States Should Not Receive Bankruptcy Protection.

There are a couple of good reasons for this.

Mitch McConnell believes he has hit upon a solution for states that are upside-down on their pension obligations and other financial commitments: “I would certainly be in favor of allowing states to use the bankruptcy route,” he told Hugh Hewitt on Wednesday. “It’s saved some cities, and there’s no good reason for it not to be available.”

There are a couple of good reasons for denying the states bankruptcy protection. One is the fact that there is no such thing as state-bankruptcy law in the United States. A second reason, related to the first, is the Constitution.

In the United States, we have a bankruptcy law for individuals, another one for businesses, and yet another one for municipalities and their subordinate agencies. We do not have a bankruptcy law for the states or for the federal government, for the same reason: They are sovereigns.

The several states are not administrative subdivisions of the federal government. They are powers in their own right, superseded by the U.S. government only in certain matters that involve more than one state………

Because bankruptcy law is federal law, putting states into bankruptcy reorganization would upend our basic constitutional arrangement, making state governments answerable to federal bankruptcy judges and, behind them, to Congress. ……..

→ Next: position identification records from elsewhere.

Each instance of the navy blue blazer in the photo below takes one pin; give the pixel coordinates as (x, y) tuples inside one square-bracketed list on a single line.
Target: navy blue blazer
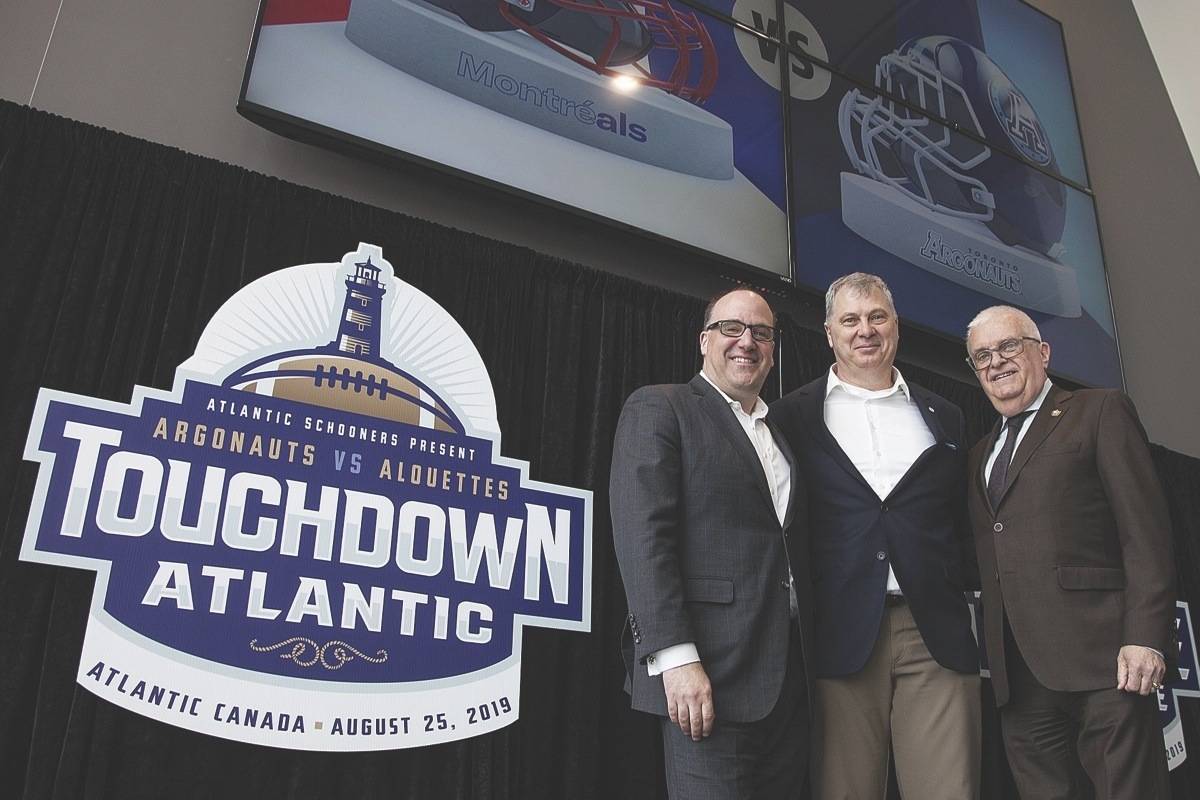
[(919, 529)]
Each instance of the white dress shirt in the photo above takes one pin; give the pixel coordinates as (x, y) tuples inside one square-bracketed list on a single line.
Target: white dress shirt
[(881, 431), (779, 481)]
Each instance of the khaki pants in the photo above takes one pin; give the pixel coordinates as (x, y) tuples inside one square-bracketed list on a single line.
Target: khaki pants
[(904, 698)]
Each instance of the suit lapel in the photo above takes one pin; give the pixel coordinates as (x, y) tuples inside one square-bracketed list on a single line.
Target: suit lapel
[(978, 480), (1044, 422), (813, 411), (781, 444), (933, 421), (719, 410)]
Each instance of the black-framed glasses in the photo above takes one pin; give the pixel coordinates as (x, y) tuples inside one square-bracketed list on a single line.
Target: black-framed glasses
[(736, 328), (981, 360)]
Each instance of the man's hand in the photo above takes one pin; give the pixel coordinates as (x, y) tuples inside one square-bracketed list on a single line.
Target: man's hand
[(1139, 669), (690, 699)]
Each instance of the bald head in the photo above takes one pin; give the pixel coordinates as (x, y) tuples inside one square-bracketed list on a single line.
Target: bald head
[(1007, 313)]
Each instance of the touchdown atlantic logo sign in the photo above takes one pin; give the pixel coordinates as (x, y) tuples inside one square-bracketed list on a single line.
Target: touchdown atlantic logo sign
[(311, 541)]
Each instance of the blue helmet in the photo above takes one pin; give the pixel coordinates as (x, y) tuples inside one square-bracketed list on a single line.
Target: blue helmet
[(945, 170)]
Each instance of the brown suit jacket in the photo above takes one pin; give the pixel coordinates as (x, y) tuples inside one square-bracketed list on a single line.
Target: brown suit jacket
[(1078, 554)]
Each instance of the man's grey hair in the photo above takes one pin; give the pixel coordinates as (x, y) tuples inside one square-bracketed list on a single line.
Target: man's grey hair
[(1024, 323), (861, 283)]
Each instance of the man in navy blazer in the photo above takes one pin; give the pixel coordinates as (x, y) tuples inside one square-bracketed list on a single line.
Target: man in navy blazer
[(893, 656)]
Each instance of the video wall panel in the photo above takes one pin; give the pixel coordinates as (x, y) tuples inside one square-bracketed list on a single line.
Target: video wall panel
[(676, 136), (934, 142)]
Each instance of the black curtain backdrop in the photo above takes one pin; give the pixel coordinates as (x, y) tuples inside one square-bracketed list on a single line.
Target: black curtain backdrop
[(115, 252)]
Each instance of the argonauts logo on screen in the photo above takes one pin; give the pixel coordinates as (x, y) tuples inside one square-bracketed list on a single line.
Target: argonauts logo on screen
[(311, 541)]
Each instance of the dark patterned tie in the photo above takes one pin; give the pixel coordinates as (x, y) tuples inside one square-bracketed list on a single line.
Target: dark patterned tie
[(999, 475)]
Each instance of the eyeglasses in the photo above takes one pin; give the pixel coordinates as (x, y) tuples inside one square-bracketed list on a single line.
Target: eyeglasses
[(736, 328), (981, 360)]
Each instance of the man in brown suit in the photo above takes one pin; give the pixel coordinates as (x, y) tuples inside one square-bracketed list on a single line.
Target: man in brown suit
[(1074, 547)]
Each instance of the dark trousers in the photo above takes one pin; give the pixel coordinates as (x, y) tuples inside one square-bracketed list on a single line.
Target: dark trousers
[(754, 761), (1060, 741)]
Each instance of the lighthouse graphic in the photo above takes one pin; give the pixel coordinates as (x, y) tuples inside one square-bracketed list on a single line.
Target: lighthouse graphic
[(359, 330), (349, 372)]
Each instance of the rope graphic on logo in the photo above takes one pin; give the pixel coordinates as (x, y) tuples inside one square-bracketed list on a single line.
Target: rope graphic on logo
[(306, 653)]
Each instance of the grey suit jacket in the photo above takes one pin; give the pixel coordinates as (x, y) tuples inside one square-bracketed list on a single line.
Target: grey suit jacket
[(701, 549), (1078, 552)]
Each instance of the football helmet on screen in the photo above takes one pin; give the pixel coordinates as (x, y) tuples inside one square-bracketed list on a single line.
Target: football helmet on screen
[(948, 172), (603, 35)]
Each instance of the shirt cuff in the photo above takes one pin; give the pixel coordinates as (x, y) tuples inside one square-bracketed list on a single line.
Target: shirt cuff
[(677, 655)]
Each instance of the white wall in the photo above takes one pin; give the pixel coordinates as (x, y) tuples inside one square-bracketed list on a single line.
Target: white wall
[(171, 71), (1171, 28)]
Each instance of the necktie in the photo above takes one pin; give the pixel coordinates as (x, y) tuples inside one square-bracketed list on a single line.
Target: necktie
[(999, 476)]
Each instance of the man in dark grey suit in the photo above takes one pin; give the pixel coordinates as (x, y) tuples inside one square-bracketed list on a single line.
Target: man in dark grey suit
[(702, 493)]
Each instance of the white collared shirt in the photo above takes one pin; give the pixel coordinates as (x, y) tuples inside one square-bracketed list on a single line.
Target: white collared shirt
[(774, 465), (1020, 434), (779, 481), (881, 431)]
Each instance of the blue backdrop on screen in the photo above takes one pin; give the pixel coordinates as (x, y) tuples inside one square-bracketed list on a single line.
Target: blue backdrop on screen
[(954, 223)]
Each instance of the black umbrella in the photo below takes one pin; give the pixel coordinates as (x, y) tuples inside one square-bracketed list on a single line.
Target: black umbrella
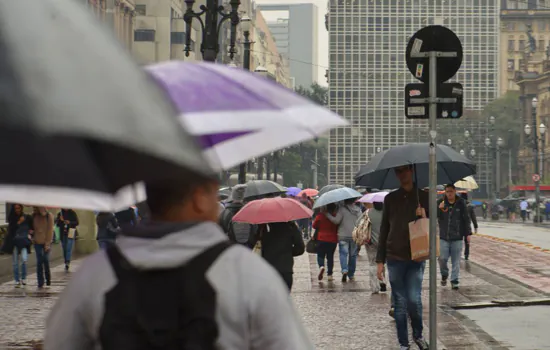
[(262, 188), (78, 114), (379, 173), (328, 188)]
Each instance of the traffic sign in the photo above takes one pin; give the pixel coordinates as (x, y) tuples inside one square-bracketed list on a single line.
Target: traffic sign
[(449, 105), (434, 38)]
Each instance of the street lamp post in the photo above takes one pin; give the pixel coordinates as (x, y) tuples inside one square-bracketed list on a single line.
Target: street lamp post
[(215, 15), (245, 26), (536, 140)]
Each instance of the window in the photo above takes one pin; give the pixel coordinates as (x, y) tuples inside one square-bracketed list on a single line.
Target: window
[(177, 38), (141, 10), (144, 35)]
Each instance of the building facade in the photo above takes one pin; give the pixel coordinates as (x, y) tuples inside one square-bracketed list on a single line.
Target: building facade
[(368, 74), (296, 39), (524, 39)]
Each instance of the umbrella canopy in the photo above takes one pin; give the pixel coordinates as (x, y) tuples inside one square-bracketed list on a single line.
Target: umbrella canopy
[(310, 192), (262, 188), (373, 197), (268, 210), (329, 188), (379, 172), (232, 109), (337, 195), (467, 183), (76, 121), (293, 191)]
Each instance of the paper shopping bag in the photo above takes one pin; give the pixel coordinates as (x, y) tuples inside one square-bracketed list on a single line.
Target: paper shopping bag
[(71, 233), (419, 235)]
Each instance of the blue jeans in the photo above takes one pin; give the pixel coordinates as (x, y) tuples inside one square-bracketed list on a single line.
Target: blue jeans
[(326, 250), (24, 254), (452, 249), (105, 243), (42, 264), (67, 245), (406, 283), (348, 256)]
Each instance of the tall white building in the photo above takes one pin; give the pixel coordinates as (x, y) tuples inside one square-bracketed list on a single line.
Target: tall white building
[(368, 73)]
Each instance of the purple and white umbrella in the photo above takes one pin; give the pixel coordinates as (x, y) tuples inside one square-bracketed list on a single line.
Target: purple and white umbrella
[(239, 115), (373, 197)]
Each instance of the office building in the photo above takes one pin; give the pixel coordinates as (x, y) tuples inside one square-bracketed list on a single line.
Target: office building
[(295, 35), (368, 73)]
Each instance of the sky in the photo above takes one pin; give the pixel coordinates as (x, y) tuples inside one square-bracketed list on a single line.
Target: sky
[(322, 35)]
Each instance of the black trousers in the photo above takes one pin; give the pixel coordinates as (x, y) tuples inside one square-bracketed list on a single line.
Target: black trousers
[(466, 247), (287, 277)]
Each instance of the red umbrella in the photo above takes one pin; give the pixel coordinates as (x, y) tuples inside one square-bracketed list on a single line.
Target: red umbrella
[(268, 210), (310, 192)]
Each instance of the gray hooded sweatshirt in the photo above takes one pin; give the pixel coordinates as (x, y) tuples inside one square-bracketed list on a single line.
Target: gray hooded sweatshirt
[(345, 218), (254, 308)]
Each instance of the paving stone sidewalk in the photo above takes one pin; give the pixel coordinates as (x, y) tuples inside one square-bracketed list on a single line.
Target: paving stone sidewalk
[(342, 316)]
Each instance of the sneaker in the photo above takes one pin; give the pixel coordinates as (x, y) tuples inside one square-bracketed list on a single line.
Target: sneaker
[(422, 344)]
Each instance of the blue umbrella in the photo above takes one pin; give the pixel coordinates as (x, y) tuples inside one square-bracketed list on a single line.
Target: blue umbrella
[(293, 191), (338, 195)]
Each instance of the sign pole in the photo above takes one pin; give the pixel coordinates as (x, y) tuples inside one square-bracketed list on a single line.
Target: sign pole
[(433, 200)]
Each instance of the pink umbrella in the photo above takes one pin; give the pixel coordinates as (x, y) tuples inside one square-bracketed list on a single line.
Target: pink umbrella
[(310, 192), (268, 210), (373, 197)]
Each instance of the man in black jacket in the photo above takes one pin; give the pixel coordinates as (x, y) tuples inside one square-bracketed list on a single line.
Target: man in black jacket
[(454, 225), (473, 219)]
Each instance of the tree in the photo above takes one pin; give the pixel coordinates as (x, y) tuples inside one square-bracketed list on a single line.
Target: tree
[(295, 165)]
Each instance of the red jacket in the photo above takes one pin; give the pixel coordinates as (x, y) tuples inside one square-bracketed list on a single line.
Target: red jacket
[(326, 230)]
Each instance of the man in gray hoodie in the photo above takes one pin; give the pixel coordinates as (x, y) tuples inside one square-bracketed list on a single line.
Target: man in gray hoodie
[(345, 218), (252, 306)]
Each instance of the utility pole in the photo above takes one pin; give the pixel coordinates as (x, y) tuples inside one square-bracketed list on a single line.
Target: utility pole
[(314, 167)]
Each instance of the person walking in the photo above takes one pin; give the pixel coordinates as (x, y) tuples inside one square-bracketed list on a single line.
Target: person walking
[(21, 224), (184, 265), (42, 236), (281, 242), (345, 218), (107, 229), (327, 238), (454, 227), (67, 221), (401, 207), (523, 206), (473, 220)]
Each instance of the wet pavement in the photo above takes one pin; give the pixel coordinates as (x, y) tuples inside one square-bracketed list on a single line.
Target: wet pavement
[(505, 324), (347, 316), (24, 310), (530, 234)]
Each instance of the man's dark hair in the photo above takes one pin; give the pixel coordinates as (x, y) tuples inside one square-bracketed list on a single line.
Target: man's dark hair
[(163, 195)]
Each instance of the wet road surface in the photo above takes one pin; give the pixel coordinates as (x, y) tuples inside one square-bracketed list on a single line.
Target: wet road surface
[(537, 236), (519, 328)]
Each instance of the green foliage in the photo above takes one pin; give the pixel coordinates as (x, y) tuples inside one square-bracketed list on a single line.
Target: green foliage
[(296, 163)]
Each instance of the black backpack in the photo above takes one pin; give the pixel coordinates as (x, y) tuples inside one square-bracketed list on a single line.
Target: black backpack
[(162, 309)]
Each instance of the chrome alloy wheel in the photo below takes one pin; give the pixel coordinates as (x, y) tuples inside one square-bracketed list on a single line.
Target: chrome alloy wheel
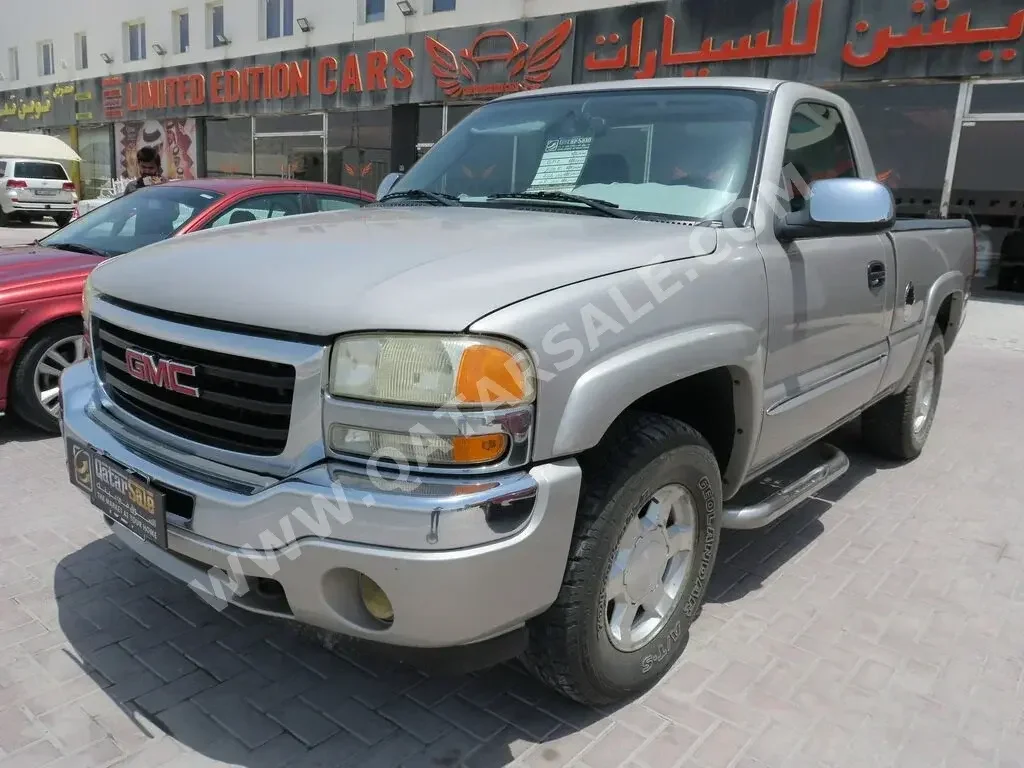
[(649, 568), (59, 355), (926, 394)]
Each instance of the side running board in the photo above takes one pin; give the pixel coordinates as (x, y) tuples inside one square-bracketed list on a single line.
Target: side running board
[(771, 496)]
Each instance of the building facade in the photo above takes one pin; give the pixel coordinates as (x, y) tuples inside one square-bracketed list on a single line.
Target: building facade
[(305, 89)]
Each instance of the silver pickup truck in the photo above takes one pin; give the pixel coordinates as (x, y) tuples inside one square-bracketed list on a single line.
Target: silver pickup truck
[(507, 410)]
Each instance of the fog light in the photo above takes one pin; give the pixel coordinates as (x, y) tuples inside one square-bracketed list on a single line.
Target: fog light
[(376, 602)]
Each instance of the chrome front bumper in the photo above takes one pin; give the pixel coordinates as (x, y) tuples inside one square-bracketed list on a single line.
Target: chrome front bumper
[(461, 561)]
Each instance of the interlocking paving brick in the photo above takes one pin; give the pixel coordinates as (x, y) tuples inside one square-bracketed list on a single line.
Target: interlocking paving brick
[(877, 626)]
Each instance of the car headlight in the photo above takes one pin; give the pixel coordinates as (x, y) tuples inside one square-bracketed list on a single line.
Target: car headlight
[(464, 373), (432, 371)]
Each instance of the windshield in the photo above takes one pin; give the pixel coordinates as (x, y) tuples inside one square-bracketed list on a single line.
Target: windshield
[(138, 219), (683, 153)]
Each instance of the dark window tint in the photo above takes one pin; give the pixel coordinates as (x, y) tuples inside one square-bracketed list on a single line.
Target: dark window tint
[(53, 171), (908, 129), (817, 146), (259, 208), (145, 216), (336, 203), (996, 97)]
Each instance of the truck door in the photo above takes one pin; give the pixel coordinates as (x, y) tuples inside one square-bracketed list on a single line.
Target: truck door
[(829, 298)]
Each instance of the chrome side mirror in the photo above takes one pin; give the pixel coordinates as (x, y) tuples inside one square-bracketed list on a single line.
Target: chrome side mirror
[(841, 206), (387, 183)]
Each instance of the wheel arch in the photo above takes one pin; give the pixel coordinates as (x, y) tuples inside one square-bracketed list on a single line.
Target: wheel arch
[(944, 308)]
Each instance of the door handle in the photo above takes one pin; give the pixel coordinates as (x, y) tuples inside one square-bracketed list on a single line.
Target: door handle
[(876, 274)]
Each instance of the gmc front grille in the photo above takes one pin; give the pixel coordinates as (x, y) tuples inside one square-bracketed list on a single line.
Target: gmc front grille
[(243, 404)]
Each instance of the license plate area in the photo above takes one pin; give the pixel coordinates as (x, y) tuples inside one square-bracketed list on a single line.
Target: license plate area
[(120, 494)]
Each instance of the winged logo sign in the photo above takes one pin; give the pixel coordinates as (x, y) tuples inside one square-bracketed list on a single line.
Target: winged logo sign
[(360, 172), (524, 67)]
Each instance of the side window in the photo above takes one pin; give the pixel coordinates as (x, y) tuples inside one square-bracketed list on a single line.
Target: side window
[(817, 146), (259, 208), (336, 203)]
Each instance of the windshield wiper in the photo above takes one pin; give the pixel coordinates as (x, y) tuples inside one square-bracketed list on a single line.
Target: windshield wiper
[(604, 206), (76, 248), (438, 198)]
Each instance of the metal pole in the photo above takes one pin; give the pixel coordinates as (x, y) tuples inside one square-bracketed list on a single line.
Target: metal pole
[(963, 99)]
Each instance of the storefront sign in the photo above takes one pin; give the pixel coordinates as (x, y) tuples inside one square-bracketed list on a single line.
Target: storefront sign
[(942, 32), (824, 41), (631, 54), (518, 66), (678, 38), (377, 71), (32, 110)]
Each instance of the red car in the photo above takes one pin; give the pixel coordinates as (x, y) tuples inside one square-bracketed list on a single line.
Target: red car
[(41, 284)]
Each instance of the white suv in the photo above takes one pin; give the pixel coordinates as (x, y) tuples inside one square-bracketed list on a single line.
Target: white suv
[(31, 189)]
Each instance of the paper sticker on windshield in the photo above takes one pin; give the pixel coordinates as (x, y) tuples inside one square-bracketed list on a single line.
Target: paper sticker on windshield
[(561, 164)]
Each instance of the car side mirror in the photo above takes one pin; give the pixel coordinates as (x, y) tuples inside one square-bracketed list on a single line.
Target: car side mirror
[(841, 206), (389, 181)]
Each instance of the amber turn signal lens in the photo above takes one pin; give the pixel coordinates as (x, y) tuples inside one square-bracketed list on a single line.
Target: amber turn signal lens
[(492, 376), (478, 449)]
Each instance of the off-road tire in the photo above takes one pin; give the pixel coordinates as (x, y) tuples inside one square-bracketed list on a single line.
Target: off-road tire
[(568, 647), (887, 427), (23, 392)]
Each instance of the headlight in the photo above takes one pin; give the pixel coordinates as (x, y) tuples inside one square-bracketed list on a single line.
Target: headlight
[(432, 371)]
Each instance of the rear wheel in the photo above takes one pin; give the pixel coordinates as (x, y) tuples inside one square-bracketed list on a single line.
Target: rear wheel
[(898, 426), (645, 541), (36, 377)]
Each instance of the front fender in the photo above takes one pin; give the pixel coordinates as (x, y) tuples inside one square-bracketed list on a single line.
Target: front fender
[(611, 386), (602, 344)]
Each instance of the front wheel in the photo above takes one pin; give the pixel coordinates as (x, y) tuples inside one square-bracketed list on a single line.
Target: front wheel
[(36, 377), (645, 541)]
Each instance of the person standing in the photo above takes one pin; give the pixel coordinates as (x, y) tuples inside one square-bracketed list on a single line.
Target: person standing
[(150, 170)]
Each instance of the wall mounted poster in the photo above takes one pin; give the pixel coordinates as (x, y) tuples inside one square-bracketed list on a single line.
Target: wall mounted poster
[(174, 139)]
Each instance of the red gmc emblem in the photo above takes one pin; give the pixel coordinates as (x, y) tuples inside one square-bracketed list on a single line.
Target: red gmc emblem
[(163, 374)]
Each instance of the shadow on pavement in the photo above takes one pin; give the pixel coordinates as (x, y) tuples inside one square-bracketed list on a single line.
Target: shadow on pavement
[(249, 691), (747, 558), (254, 692)]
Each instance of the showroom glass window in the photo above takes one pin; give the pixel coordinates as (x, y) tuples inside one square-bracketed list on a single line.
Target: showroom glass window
[(358, 146), (228, 147), (96, 168)]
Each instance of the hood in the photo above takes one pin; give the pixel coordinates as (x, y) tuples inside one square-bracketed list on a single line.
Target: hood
[(25, 265), (423, 267)]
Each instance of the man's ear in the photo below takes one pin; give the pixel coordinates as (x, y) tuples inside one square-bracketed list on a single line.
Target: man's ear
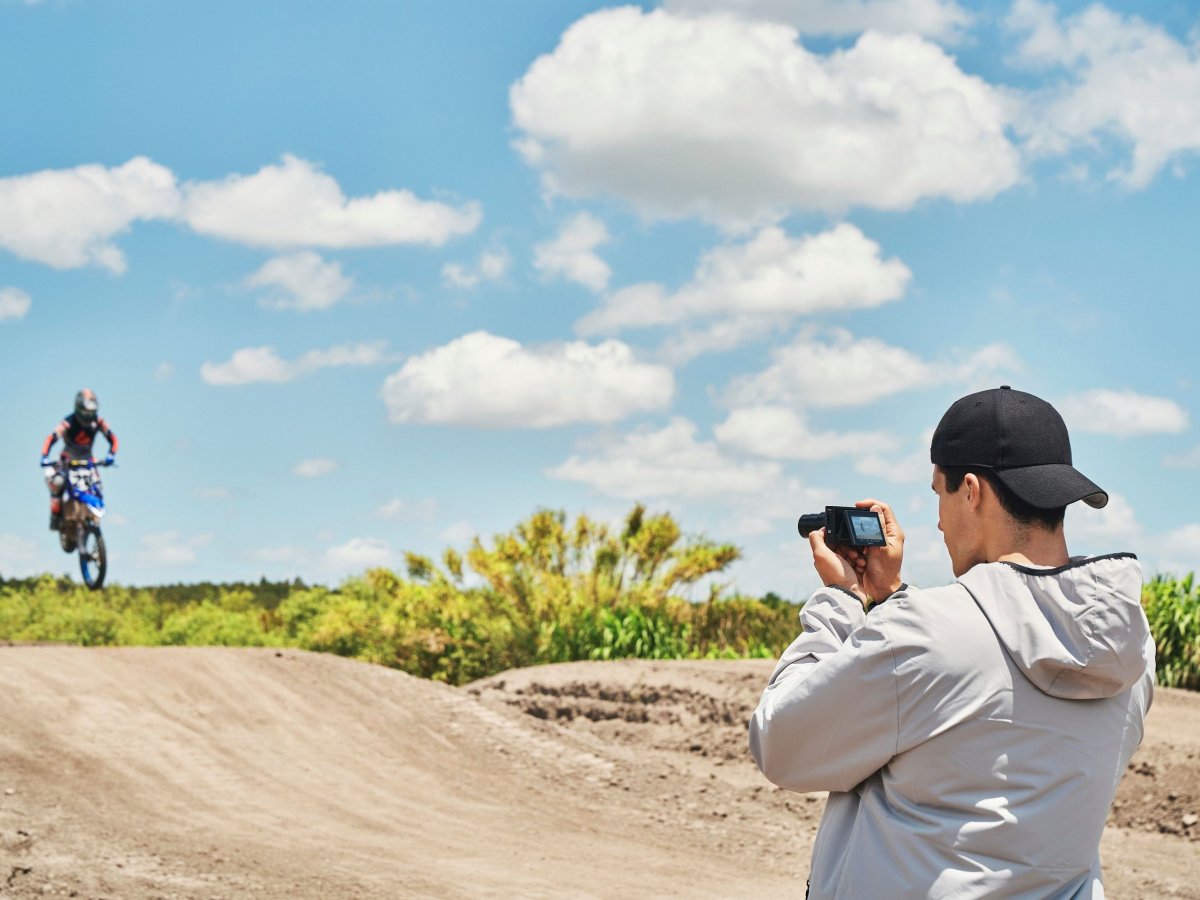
[(973, 485)]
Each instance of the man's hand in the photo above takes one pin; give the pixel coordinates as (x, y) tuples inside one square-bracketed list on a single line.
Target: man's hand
[(877, 569), (833, 570)]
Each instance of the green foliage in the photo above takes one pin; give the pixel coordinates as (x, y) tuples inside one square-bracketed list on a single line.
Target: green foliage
[(1173, 606), (549, 591)]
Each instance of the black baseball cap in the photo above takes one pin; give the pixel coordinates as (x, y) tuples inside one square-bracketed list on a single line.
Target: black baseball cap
[(1021, 439)]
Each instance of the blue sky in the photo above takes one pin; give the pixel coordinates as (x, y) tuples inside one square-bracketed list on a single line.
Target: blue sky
[(358, 279)]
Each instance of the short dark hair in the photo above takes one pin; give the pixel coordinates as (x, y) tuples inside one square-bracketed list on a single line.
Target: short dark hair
[(1024, 513)]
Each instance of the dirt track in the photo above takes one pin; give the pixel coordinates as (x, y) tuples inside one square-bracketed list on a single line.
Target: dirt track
[(217, 773)]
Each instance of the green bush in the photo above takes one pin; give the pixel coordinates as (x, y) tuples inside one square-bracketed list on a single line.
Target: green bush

Republicans often talk about the public-pension fiasco as though it were a uniquely Democratic problem — Hewitt listed California, Illinois, and Connecticut as states with such troubles. But Senator McConnell’s home state of Kentucky is no less troubled. Oklahoma has substantial unfunded liabilities in its pension system. At the municipal level, Chicago has pension troubles, but so does Dallas.

Badly managed cities and states hope to use the coronavirus epidemic as a pretext for federal bailouts. This is a cynical and shameful ploy: These problems have been decades in the making as states systematically underfund their pension systems. Why do they do that? It is a way to increase compensation for a politically powerful group — government employees — without raising taxes to pay for those benefits, or even to put them on the budget in a halfway honest fashion. (The numbers government budget-writers use to calculate their pension liabilities are fanciful, as obvious an exercise in book-cooking as you will find.) One interest group gets promised benefits in the future, and another gets benefits in the here and now that are paid out of the money that should have been used to fund those pension liabilities. It is a way of spending the same money twice, in effect.

Sovereigns don’t go bankrupt. Sovereigns default………..

Eventually, the political problem becomes a math problem, with the states obligated to spend more money than they have or can borrow. Even the Supreme Court of Oklahoma cannot produce blood from a stone.

The most likely way forward — the only plausible way forward short of gutting the Constitution — is for states to engage in a long, painful, disruptive negotiation with their creditors, their pensioners, and other interested parties. There will be endless lawsuits, unpopular budget cuts, unpopular tax hikes, and much else that is designed to make no one happy except for the lawyers. (The lawyers always get paid.) But these are the decisions the democratically elected representatives of the people of the several states have made, and they will have to live with them.

Call me an optimist, but: The more it hurts, the less likely they are to repeat the error.